By: Mike Williams, Rice University
A new type of conductive graphene foam is incredibly tough and can be formed into just about any shape and size.
A chunk of the foam, which is reinforced by carbon nanotubes, can support more than 3,000 times its own weight and easily bounce back to its original height.
The Rice University lab of chemist James Tour tested this new “rebar graphene” as a highly porous, conductive electrode in lithium ion capacitors and found it to be mechanically and chemically stable. The results appear in the journal ACS Applied Materials and Interfaces.
Carbon in the form of atom-thin graphene is among the strongest materials known and is highly conductive; multiwalled carbon nanotubes are widely used as conductive reinforcements in metals, polymers and carbon matrix composites. The Tour lab had already used nanotubes to reinforce two-dimensional sheets of graphene.

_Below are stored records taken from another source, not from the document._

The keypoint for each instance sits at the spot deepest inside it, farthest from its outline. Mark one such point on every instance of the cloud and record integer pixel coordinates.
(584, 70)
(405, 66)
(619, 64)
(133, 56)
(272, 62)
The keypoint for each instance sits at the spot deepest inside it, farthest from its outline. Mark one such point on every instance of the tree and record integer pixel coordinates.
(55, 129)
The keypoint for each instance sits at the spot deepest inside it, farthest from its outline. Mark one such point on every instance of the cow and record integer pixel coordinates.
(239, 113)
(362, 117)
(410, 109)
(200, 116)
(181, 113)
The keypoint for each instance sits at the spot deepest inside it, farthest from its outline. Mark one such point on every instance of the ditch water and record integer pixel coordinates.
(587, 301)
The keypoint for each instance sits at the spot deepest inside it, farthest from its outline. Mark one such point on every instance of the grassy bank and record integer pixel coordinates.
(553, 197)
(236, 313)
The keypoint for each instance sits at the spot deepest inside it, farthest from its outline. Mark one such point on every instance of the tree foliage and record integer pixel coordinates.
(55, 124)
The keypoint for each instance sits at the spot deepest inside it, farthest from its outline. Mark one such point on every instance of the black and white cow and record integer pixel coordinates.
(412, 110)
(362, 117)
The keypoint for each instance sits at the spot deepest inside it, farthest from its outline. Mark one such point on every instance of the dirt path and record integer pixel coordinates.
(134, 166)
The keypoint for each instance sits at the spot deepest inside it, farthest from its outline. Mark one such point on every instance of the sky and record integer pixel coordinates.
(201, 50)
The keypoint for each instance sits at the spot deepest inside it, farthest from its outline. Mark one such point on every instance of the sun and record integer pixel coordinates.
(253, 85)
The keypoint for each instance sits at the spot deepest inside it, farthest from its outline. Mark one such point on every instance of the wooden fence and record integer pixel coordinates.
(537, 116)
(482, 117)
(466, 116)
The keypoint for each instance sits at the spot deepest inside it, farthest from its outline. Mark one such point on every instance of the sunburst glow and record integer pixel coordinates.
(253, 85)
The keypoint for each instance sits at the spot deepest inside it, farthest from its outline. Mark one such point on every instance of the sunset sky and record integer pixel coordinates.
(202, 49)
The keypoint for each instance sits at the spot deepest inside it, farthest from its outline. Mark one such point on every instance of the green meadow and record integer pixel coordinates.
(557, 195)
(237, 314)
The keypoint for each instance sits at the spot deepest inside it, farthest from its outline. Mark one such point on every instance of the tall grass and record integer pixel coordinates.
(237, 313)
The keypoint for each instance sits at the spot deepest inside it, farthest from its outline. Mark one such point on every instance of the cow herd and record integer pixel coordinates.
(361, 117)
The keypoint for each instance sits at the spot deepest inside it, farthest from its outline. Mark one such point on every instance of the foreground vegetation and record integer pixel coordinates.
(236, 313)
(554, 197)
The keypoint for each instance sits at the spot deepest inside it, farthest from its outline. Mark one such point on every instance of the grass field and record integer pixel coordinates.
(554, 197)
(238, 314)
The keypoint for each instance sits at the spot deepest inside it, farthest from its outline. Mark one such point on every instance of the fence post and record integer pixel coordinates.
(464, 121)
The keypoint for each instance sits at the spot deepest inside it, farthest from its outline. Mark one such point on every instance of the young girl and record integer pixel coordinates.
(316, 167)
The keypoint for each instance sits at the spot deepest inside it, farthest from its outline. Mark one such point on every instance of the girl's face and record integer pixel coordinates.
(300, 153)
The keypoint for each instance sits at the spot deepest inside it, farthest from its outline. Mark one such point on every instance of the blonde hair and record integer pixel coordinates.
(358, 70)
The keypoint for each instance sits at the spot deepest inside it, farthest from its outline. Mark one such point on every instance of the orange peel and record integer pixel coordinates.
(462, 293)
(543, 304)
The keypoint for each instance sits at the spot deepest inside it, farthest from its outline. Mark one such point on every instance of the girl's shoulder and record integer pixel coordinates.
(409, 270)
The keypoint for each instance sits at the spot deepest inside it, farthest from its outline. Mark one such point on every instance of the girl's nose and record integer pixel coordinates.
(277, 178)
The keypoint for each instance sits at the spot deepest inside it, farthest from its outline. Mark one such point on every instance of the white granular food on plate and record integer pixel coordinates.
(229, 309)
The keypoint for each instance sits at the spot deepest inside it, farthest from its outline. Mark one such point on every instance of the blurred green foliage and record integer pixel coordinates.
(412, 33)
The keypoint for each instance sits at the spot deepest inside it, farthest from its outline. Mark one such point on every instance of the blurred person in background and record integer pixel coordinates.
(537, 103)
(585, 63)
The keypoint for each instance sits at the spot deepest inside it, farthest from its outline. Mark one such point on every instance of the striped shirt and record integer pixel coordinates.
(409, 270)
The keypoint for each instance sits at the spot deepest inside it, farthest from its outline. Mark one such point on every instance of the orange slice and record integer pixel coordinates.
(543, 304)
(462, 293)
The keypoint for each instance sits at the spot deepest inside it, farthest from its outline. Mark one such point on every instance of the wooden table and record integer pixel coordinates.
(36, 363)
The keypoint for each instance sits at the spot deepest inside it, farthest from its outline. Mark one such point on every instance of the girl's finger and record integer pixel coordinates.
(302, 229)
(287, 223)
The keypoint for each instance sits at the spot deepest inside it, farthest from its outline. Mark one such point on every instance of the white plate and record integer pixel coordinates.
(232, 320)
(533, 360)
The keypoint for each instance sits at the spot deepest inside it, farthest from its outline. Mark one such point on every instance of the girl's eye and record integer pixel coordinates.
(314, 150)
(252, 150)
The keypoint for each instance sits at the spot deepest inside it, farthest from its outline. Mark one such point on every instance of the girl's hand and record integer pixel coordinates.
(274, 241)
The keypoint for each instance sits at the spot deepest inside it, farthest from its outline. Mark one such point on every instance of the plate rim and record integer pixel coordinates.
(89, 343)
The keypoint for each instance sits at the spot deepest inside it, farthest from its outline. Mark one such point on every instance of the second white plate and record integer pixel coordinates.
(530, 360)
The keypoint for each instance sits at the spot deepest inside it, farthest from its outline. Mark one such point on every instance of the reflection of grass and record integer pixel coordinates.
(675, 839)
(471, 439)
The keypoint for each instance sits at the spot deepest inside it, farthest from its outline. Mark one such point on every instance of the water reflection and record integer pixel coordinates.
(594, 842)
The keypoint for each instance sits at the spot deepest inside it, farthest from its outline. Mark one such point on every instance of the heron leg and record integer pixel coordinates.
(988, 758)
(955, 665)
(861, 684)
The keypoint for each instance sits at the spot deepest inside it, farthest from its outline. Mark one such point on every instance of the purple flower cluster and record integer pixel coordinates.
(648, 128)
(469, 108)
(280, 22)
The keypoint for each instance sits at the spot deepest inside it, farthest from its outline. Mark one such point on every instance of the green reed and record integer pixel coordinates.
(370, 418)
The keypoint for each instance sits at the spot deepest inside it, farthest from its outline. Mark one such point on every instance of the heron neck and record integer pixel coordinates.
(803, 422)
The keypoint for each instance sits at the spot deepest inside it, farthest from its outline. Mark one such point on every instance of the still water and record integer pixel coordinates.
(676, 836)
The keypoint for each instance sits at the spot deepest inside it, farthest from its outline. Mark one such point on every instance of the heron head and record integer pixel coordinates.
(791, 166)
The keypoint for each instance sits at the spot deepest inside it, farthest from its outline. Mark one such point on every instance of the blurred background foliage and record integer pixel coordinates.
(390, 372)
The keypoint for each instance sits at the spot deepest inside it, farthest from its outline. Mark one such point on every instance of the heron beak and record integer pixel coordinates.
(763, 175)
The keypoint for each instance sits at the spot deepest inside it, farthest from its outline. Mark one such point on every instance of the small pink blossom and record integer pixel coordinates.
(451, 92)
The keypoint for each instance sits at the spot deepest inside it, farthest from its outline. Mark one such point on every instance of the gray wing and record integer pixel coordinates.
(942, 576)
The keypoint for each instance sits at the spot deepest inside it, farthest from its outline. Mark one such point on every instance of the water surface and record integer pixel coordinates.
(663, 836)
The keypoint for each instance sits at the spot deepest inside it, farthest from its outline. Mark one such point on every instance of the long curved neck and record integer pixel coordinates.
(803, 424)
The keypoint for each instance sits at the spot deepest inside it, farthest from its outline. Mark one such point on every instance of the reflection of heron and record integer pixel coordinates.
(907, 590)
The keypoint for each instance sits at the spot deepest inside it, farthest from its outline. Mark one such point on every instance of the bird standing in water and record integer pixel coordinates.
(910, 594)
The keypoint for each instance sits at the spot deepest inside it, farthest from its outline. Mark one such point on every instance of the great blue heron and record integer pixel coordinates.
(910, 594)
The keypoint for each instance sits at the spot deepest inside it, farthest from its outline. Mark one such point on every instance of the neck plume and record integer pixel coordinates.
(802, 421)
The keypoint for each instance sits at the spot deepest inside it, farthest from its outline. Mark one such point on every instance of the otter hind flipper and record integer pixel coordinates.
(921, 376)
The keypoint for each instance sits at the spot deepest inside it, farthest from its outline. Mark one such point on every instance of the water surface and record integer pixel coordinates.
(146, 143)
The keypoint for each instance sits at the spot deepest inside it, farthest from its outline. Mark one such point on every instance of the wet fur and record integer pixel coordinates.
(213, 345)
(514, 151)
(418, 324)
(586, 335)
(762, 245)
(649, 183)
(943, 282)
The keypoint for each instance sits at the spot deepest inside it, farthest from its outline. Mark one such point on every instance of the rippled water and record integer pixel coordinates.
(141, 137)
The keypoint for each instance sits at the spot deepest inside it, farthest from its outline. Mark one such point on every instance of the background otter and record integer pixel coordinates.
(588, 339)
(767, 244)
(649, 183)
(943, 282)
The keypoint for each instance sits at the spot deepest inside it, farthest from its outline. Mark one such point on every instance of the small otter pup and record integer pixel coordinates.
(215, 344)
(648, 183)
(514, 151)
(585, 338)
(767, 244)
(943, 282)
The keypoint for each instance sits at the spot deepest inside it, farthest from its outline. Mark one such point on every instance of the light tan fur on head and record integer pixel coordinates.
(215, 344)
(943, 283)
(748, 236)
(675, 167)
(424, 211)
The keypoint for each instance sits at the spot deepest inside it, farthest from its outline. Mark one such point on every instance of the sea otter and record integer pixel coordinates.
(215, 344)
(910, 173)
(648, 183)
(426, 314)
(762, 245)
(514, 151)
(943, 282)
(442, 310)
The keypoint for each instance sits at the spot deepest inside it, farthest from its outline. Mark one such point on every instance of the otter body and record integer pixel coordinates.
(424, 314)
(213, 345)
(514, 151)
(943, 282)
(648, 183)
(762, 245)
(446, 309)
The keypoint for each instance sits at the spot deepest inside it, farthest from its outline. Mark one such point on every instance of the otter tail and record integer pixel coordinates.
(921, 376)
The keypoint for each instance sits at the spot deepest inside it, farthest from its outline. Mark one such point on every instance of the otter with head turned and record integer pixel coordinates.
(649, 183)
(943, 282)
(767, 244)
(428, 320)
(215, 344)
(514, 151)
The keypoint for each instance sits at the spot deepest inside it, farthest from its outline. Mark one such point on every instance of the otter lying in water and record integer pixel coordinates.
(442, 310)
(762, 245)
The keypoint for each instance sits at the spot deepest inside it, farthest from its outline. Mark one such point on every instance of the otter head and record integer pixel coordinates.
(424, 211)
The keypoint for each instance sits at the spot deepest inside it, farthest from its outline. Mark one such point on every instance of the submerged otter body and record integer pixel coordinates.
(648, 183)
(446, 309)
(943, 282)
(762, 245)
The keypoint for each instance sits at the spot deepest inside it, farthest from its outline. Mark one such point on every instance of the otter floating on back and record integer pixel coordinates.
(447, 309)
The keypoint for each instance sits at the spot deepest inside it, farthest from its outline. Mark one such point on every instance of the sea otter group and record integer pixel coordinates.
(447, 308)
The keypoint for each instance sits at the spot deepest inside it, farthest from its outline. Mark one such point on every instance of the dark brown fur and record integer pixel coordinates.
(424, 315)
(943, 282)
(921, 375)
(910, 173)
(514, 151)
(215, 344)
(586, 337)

Extending the concept to macroscale materials made sense, says Tour, a professor of computer science and of materials science and nanoengineering.
“We developed graphene foam, but it wasn’t tough enough for the kind of applications we had in mind, so using carbon nanotubes to reinforce it was a natural next step,” Tour adds.
The 3D structures were created from a powdered nickel catalyst, surfactant-wrapped multiwall nanotubes and sugar as a carbon source. The materials were mixed and the water evaporated; the resulting pellets were pressed into a steel die and then heated in a chemical vapor deposition furnace, which turned the available carbon into graphene.
After further processing to remove remnants of nickel, the result was an all-carbon foam in the shape of the die, in this case a screw. Tour says the method will be easy to scale up.
Electron microscope images of the foam showed partially unzipped outer layers of the nanotubes had bonded to the graphene, which accounted for its strength and resilience. Graphene foam produced without the rebar could support only about 150 times its own weight while retaining the ability to rapidly return to its full height. But rebar graphene irreversibly deformed by about 25 percent when loaded with more than 8,500 times its weight.
Other researchers from Rice and Tianjin University in China contributed to the work. The Air Force Office of Scientific Research and its Multidisciplinary University Research Initiative supported it.